GHRA lambastes police over inaction in case of teen shot by cop

The Guyana Human Rights Association today assailed the police over its failure to charge the officers involved in the shooting of 15-year-old Alex Griffith nearly two weeks ago.
The GHRA said the failure to bring charges is a setback for those who had hoped that the new leadership of the police force would take more stern action against defaulting police officers.
The GHRA statement follows:

The abject failure to lay charges both criminal and departmental against all of the officers involved in the illegal detention, torture and shooting in the mouth of fifteen-year old Alex Griffiths, twelve days ago, is a major set-back for those hoping that the new leadership of the Guyana Police Force (GPF) intends to pursue more robust action against errant police officers than their predecessors. The message this failure sends to the public is that protecting the criminals in their midst is a higher priority than protection of the public.

The circumstances of the case as reported in the media have not been challenged by the Guyana Police Force. The GHRA believes the delay in pressing charges is not rooted in complex investigation, it is driven purely by an unwillingness to face up to the presence of rogue elements among its cadet and other officers.

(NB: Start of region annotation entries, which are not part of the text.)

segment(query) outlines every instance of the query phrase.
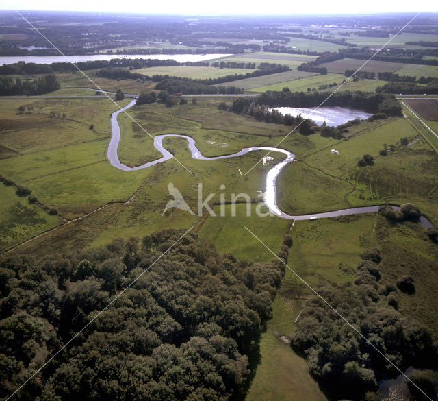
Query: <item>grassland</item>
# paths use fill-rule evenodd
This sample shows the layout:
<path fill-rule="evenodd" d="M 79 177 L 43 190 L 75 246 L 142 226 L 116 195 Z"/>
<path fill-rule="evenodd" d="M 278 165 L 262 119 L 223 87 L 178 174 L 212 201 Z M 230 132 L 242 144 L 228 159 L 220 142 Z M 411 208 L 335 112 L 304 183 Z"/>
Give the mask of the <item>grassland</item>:
<path fill-rule="evenodd" d="M 226 96 L 201 97 L 196 104 L 189 102 L 172 108 L 155 103 L 136 106 L 129 112 L 153 136 L 183 133 L 193 136 L 207 156 L 233 153 L 246 146 L 272 146 L 289 132 L 290 128 L 284 125 L 258 123 L 246 116 L 218 110 L 220 102 L 230 104 L 234 99 Z M 257 216 L 256 204 L 250 206 L 250 216 L 246 216 L 244 204 L 237 205 L 235 217 L 232 216 L 229 205 L 224 208 L 224 216 L 220 215 L 219 206 L 213 206 L 216 217 L 206 210 L 198 217 L 174 208 L 162 215 L 171 199 L 168 182 L 183 194 L 195 212 L 200 182 L 203 199 L 215 193 L 210 204 L 220 200 L 220 193 L 227 200 L 232 193 L 241 192 L 248 193 L 253 199 L 259 199 L 270 166 L 257 166 L 246 176 L 242 175 L 239 169 L 248 171 L 263 156 L 263 152 L 200 161 L 191 158 L 185 140 L 170 138 L 164 143 L 166 148 L 175 153 L 193 176 L 175 159 L 146 170 L 126 173 L 110 166 L 105 158 L 109 117 L 114 110 L 114 105 L 107 99 L 16 99 L 1 101 L 0 105 L 2 121 L 8 121 L 0 126 L 0 146 L 3 147 L 0 148 L 0 157 L 12 156 L 0 159 L 0 173 L 29 186 L 33 194 L 57 207 L 67 218 L 84 216 L 86 212 L 101 208 L 24 244 L 16 254 L 31 252 L 39 256 L 71 247 L 99 246 L 118 237 L 142 237 L 164 228 L 193 226 L 193 230 L 214 242 L 220 252 L 263 261 L 271 258 L 272 254 L 244 226 L 274 252 L 278 250 L 283 235 L 290 231 L 290 221 Z M 34 109 L 17 114 L 21 105 Z M 50 117 L 51 111 L 58 116 Z M 67 113 L 67 118 L 62 118 L 63 112 Z M 421 139 L 410 121 L 389 119 L 362 122 L 352 127 L 348 140 L 341 141 L 323 138 L 318 133 L 307 136 L 291 134 L 281 147 L 293 151 L 300 161 L 289 165 L 279 177 L 279 204 L 285 211 L 304 213 L 349 205 L 415 201 L 437 223 L 438 182 L 430 172 L 438 167 L 438 156 Z M 122 127 L 120 154 L 124 162 L 134 165 L 157 156 L 147 134 L 122 114 L 119 122 Z M 36 124 L 34 130 L 33 124 Z M 93 130 L 89 129 L 90 124 L 94 125 Z M 400 139 L 405 136 L 418 141 L 402 147 Z M 394 151 L 386 157 L 378 156 L 385 143 L 394 145 Z M 341 154 L 331 154 L 332 148 L 339 150 Z M 364 153 L 374 156 L 376 162 L 360 169 L 357 161 Z M 276 158 L 275 161 L 280 160 L 279 156 Z M 221 184 L 224 189 L 220 189 Z M 0 218 L 0 224 L 10 223 L 22 215 L 11 209 L 16 202 L 24 202 L 23 206 L 31 209 L 25 211 L 26 216 L 34 215 L 32 218 L 41 221 L 31 226 L 31 230 L 27 228 L 26 221 L 17 220 L 8 244 L 59 224 L 57 217 L 49 217 L 38 206 L 29 206 L 26 199 L 10 193 L 10 189 L 1 188 L 3 185 L 0 186 L 3 202 L 0 206 L 6 212 Z M 10 193 L 3 196 L 2 191 Z M 130 202 L 125 203 L 129 197 Z M 37 208 L 34 210 L 34 208 Z M 417 283 L 415 295 L 400 295 L 400 311 L 437 332 L 437 313 L 433 297 L 429 296 L 438 280 L 433 265 L 436 245 L 428 241 L 420 224 L 392 226 L 381 216 L 373 214 L 297 221 L 290 232 L 294 245 L 289 265 L 312 286 L 351 281 L 360 252 L 381 247 L 386 255 L 381 265 L 383 282 L 394 282 L 400 276 L 411 274 Z M 417 268 L 420 265 L 422 267 Z M 274 318 L 261 338 L 261 363 L 248 400 L 326 401 L 309 374 L 305 361 L 284 341 L 294 332 L 294 322 L 309 293 L 287 271 L 273 304 Z"/>
<path fill-rule="evenodd" d="M 311 77 L 314 75 L 315 74 L 313 73 L 307 73 L 305 71 L 292 70 L 284 73 L 278 73 L 276 74 L 270 74 L 269 75 L 263 75 L 261 77 L 254 77 L 253 78 L 246 78 L 244 80 L 233 81 L 233 85 L 237 88 L 251 89 L 266 85 L 279 84 L 281 82 L 287 82 L 288 81 L 294 81 L 296 80 Z"/>
<path fill-rule="evenodd" d="M 300 64 L 311 61 L 316 58 L 314 56 L 302 54 L 284 54 L 281 53 L 268 53 L 259 51 L 248 54 L 229 56 L 216 60 L 215 61 L 235 61 L 237 62 L 255 62 L 258 66 L 261 62 L 276 62 L 288 65 L 291 69 L 296 69 Z"/>
<path fill-rule="evenodd" d="M 51 216 L 27 197 L 15 194 L 12 186 L 0 184 L 0 251 L 55 227 L 60 219 Z"/>
<path fill-rule="evenodd" d="M 366 60 L 354 58 L 344 58 L 331 62 L 322 64 L 320 66 L 326 67 L 329 73 L 344 74 L 345 71 L 357 70 L 363 65 Z M 361 71 L 377 73 L 396 72 L 405 66 L 405 64 L 389 61 L 374 61 L 372 60 L 361 68 Z"/>
<path fill-rule="evenodd" d="M 155 74 L 162 75 L 171 75 L 172 77 L 183 77 L 196 80 L 207 78 L 218 78 L 225 75 L 234 74 L 246 74 L 252 73 L 255 69 L 220 69 L 211 66 L 176 66 L 149 67 L 136 70 L 136 73 L 144 74 L 151 77 Z"/>
<path fill-rule="evenodd" d="M 281 84 L 274 84 L 272 85 L 267 85 L 265 86 L 261 86 L 259 88 L 253 88 L 249 89 L 250 92 L 266 92 L 266 90 L 281 90 L 283 88 L 289 88 L 291 92 L 305 92 L 307 88 L 316 88 L 318 89 L 320 85 L 324 85 L 325 84 L 333 84 L 336 82 L 340 84 L 346 79 L 346 77 L 339 74 L 327 74 L 325 75 L 318 75 L 308 77 L 307 78 L 302 78 L 299 80 L 294 80 L 286 82 L 281 82 Z"/>
<path fill-rule="evenodd" d="M 417 64 L 405 64 L 401 69 L 397 71 L 399 75 L 410 75 L 416 77 L 438 77 L 438 66 L 433 65 L 422 65 Z"/>

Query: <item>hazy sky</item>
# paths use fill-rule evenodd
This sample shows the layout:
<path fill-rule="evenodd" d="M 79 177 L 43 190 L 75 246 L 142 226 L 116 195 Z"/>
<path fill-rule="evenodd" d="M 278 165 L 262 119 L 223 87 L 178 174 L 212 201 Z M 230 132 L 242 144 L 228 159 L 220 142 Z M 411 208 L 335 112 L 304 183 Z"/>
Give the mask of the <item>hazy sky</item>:
<path fill-rule="evenodd" d="M 88 11 L 142 12 L 183 14 L 355 14 L 386 12 L 438 12 L 438 1 L 400 1 L 400 0 L 3 0 L 2 9 L 16 10 L 75 10 Z"/>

Had charges been laid promptly against all involved, the new leadership of the GPF would have emerged with considerable credibility. What they have in fact achieved is to undermine, at a stroke, their own efforts to create good will in communities, exposing, for example, the initial campaign in Albouystown to be little more than a PR job.

It would appear that the police do not intend to pursue this matter criminally. All the signs are evident that a cover-up has been set in train: the main culprit has been released from close arrest on the excuse that the police know where to find him.

The failure of the new Force leadership to recognize the consequences for recruitment of protecting officers with psychopathic tendencies is astonishing, to say nothing of the decent ones who must now be re-assessing their future in the force.

Moving from this politically-riddled, incompetent and corrupt approach to policing to an efficient, community-responsive form of democratic policing will take sustained commitment. Unfortunately, it would appear from the handling of the Alex Griffiths matter that the new leadership of the GPF is not yet ready to make that commitment. The GHRA is therefore calling on the Director of Public Prosecutions (DPP) to exercise her authority to ensure that appropriate criminal charges are promptly laid.